I know about PIT, but this works only when you know the distribution, or at least have a strong hint. What I am trying to achieve is to transform a given sample into an equivalent sample with continuous standard uniform distribution.

I have a sample of size $n$. I choose arbitrary a value $m$, and estimate $m+1$ quantiles (for example, if $m=4$, I compute quantiles for $\{0, .25, .5, .75, 1\}$). The procedure is described in Wikipedia.

Using quantiles I transform each $x_i$. If $x_i$ happens to be exactly a computed quantile, than I know precisely its equivalent value, otherwise I interpolate the equivalent value linearly.

I've done a small simulation. I build a random sample from standard normal with $10^6$ values. I applied the described transformation and make KS test for some values of $m$. The results looks like:

  m         D   p-value
100  0.006090   0.000000000000 ***
200  0.003151   0.000000004733 ***
300  0.001991   0.000720875707 ***
400  0.001484   0.024403417075 *
500  0.001057   0.213437843144

It looks like I can do a PIT on sample with only 500 interpolation points.

The question is: can I use Kolmogorov-Smirnov one sample goodness-of-fit to find a proper value for $m$ (the number computed quantiles)?

Answer 1

The question is about applying a transformation to a given sample to obtain the corresponding sample with continuous standard uniform distribution.

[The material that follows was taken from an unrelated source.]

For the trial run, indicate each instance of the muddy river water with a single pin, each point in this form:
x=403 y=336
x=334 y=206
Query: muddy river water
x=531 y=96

I'll start by describing a natural and convenient approach to perform this type of transformation, and provide an example of the method with data considered by the OP using R. Then, I'll briefly discuss the approach considered by the OP using a quantile transformation based on subsamples.

Non-parametric transformation

A natural way to apply the probability integral transform without specifying a parametric distribution is to use the empirical distribution function (ECDF).

To avoid boundary problems, it is more convenient to use the modified empirical distribution function $$ F_n(x) = \frac{1}{n+1}\sum_{i = 1}^n I_{\{x_i\leq x\}} , $$ where $I(\cdot)$ denotes the indicator function. Applying the probability integral transform to the dataset $X_1, \ldots, X_n$ using $F_n$ corresponds to compute the normalized ranks $$ U_i = \frac{R_i}{n+1} , $$ where $R_i$ denotes the rank of $X_i$ in increasing order (i.e., $R_k = 1$ if $X_k$ is the smallest observation).

Example

The following figure shows a histogram of the simulated dataset of $10^4$ values from the standard normal distribution (left), a histogram of the transformed data (middle), and the transformed values $U_i$ versus the original values $X_i$ (right). By construction the distribution of the transformed variables is uniform between 0 and 1.

The R code used to run this simulation is shown below.

## Parameters
n <- 10000
## Data set generation
set.seed(345)
x <- rnorm(n)
## Transformation
u <- rank(x) / (n + 1)
## Result visualization
par(mfrow = c(1, 3))
hist(x, breaks = 101, main = "")
hist(u, breaks = 101, main = "")
plot(x, u)
par(mfrow = c(1, 1))

Comments

Alternative estimates of the underlying cumulative distribution function could also be used (see here for a discussion).

The quantile-based transformation with interpolation considered by the OP is an option which corresponds to a "smoothed" version of the ECDF. However, this approach discards information contained in the dataset since it uses $m<n$ observations, resulting in a less efficient estimator of the underlying distribution. Increasing $m$ improves the quality of the estimator, so chosing $m=n$ seems most appropriate.